Nessuno stupore, ma pura angoscia davanti alle immagini delle torturatrici in Iraq. Un certo fastidio per il clamore e lo scandalo degli struzzi, quelli che non sapevano, che ora dicono: non è ammissibile…
Ma non avevano visto le foto di Guantanamo?

Chi si è battuto perché questa guerra non cominciasse sapeva bene, da realista-pacifista, che i cavalieri dell’apocalisse cavalcano sempre insieme: guerra, violenza, perdita di umanità e di femminilità (nelle vittime come nei carnefici), stravolgimento, pervertimento dei sentimenti, delle parole, del mondo simbolico.

Così il diluvio di foto disumane che ci sta travolgendo e afferrando alla gola non nasce solo da esigenza di denuncia, risponde anche a una perversione voyeuristica, esprime un certo compiacimento sadico di tante persone per bene (giornalisti e lettori), contaminate dall’orrore della guerra, della bestialità che altre persone per bene, ma in divisa (privata o pubblica), si prendono l’incarico di agire.

Basta vedere, sui muri delle nostre città e nelle riviste patinate, tutte quelle immagini pubblicitarie grondanti sangue, con tanto di cappucci o catene, magari con aggiunta di tette-e-culi, per sapere cosa circola nelle teste e nella pelle della gente.

Nessuna innocenza è più possibile, non culliamoci nell’illusione che le donne siano fuori dalla storia, da questa maledetta storia: da Condoleeza in giù.

Del resto fuori non lo sono mai state, sono sempre state complici, vittime e complici delle efferatezze degli uomini, anche quando non avevano accesso alla Santa Barbara, come avviene ora.

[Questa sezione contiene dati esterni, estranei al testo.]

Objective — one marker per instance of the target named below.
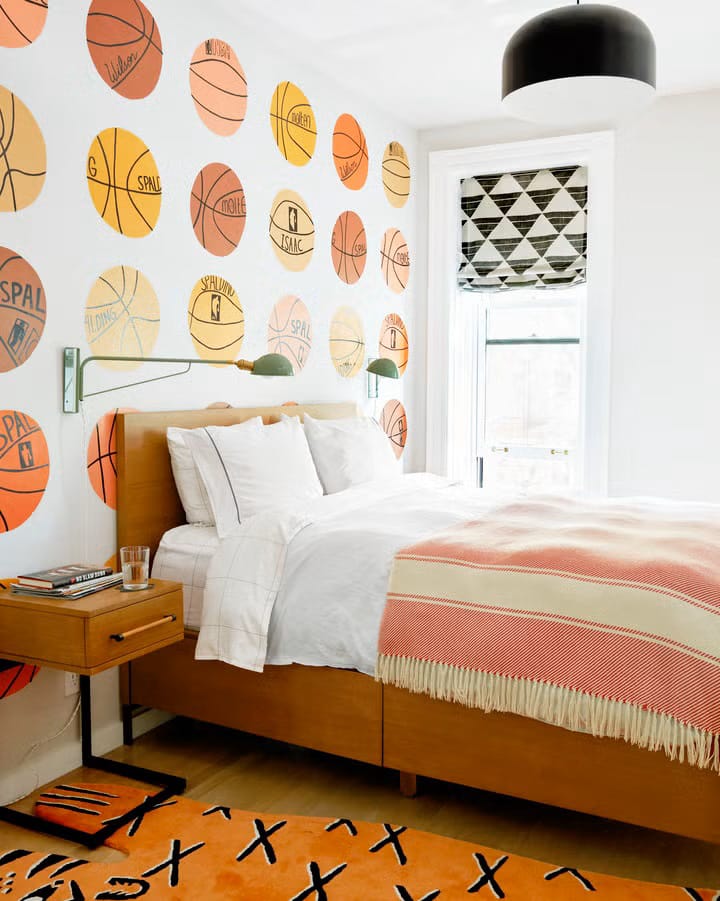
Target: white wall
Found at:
(64, 239)
(664, 432)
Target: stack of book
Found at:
(76, 580)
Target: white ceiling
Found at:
(437, 62)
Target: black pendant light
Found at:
(588, 64)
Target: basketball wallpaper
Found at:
(23, 309)
(177, 182)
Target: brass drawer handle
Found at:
(121, 636)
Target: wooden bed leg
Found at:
(408, 784)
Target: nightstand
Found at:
(87, 636)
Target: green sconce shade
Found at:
(384, 367)
(272, 364)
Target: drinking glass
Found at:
(135, 562)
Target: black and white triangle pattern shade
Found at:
(524, 229)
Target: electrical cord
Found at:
(39, 744)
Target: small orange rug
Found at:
(188, 849)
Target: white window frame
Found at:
(445, 170)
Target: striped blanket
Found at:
(595, 616)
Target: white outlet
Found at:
(72, 684)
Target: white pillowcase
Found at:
(250, 472)
(349, 452)
(190, 487)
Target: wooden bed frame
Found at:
(347, 713)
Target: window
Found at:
(530, 365)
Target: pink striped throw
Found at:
(595, 616)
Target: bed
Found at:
(346, 712)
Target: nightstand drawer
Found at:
(124, 633)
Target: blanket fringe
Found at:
(579, 711)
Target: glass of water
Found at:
(135, 562)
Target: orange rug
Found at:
(188, 849)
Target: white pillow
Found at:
(349, 452)
(254, 471)
(193, 495)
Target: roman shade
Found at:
(523, 229)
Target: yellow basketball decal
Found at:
(124, 182)
(347, 342)
(292, 231)
(290, 331)
(396, 174)
(122, 316)
(216, 319)
(23, 154)
(394, 341)
(293, 123)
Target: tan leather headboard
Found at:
(148, 503)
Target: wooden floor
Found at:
(254, 774)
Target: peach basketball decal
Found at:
(216, 319)
(290, 331)
(396, 174)
(350, 153)
(217, 209)
(122, 316)
(102, 457)
(124, 182)
(125, 46)
(218, 87)
(394, 422)
(394, 341)
(292, 231)
(395, 260)
(293, 123)
(23, 154)
(347, 342)
(349, 247)
(24, 468)
(21, 21)
(22, 309)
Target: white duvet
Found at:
(308, 585)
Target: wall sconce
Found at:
(74, 372)
(377, 368)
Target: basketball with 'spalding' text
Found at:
(24, 468)
(124, 182)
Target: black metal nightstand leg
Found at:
(169, 786)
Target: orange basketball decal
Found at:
(396, 174)
(394, 422)
(22, 148)
(102, 456)
(290, 331)
(22, 309)
(347, 342)
(125, 46)
(292, 231)
(218, 86)
(15, 676)
(350, 152)
(349, 247)
(122, 316)
(394, 341)
(124, 182)
(293, 123)
(24, 468)
(395, 260)
(217, 209)
(216, 319)
(21, 21)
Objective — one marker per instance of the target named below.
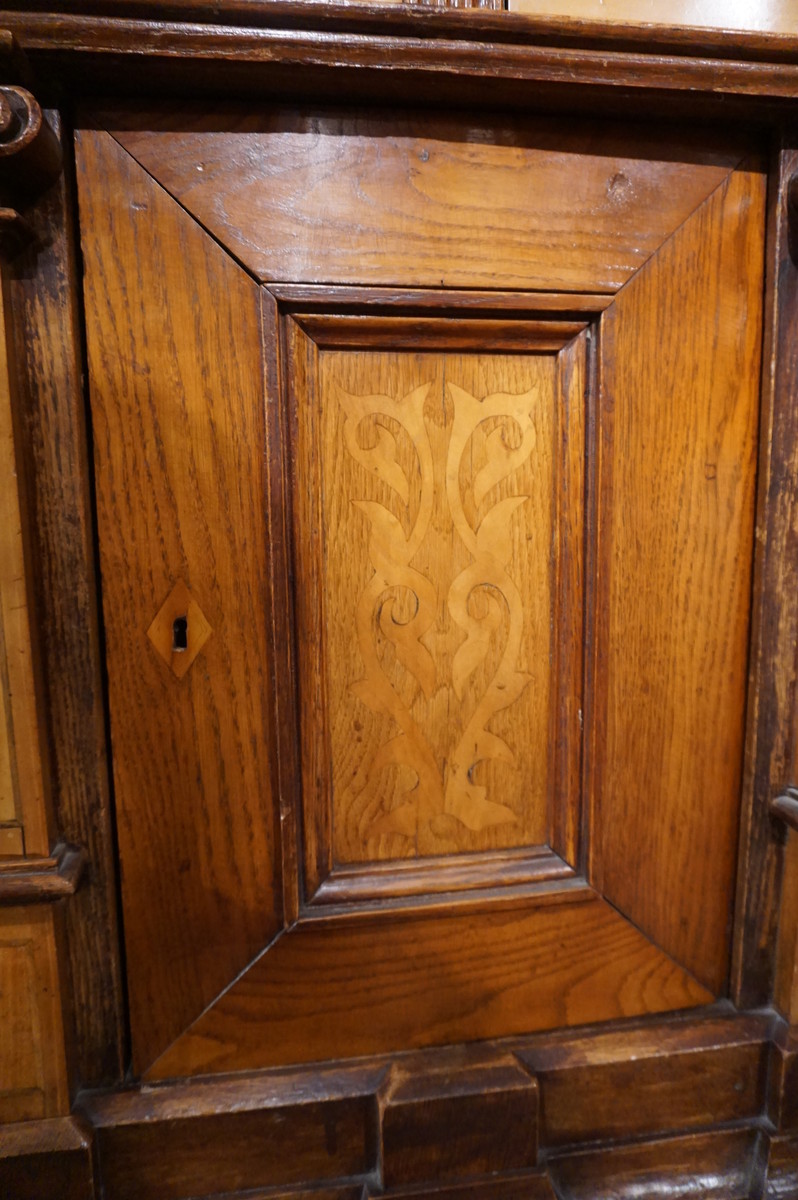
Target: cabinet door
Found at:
(425, 467)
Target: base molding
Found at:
(581, 1115)
(47, 1158)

Pure nella ‘vita civile’ ogni stupratore, ogni pedofilo ha una moglie o una madre che lo difende, comprensiva e affettuosa.

Se avere coraggio significa girare con un fucile mitragliatore (o come si chiamano quelle cose terribili che abbiamo imparato a conoscere nelle mani dei soldati) e saper uccidere, umiliare, odiare senza pensieri o ripensamenti, è chiaro che si troveranno donne che vogliano essere ‘coraggiose’ come gli uomini.

Ma il problema è proprio questo, che nessuno chiama coraggio quello vero, quello che le donne vivono da sempre: nutrire uomini e bambini sotto le bombe, fare la spesa o il bucato in mezzo ai carri armati e alle macerie, attraversare posti di blocco per andare a lavorare, organizzare scuole in case semidistrutte dalle guerre umanitarie e democratiche, curare figli o mariti malati di leucemia da uranio impoverito…

Si troveranno uomini che vogliano essere coraggiosi come le donne?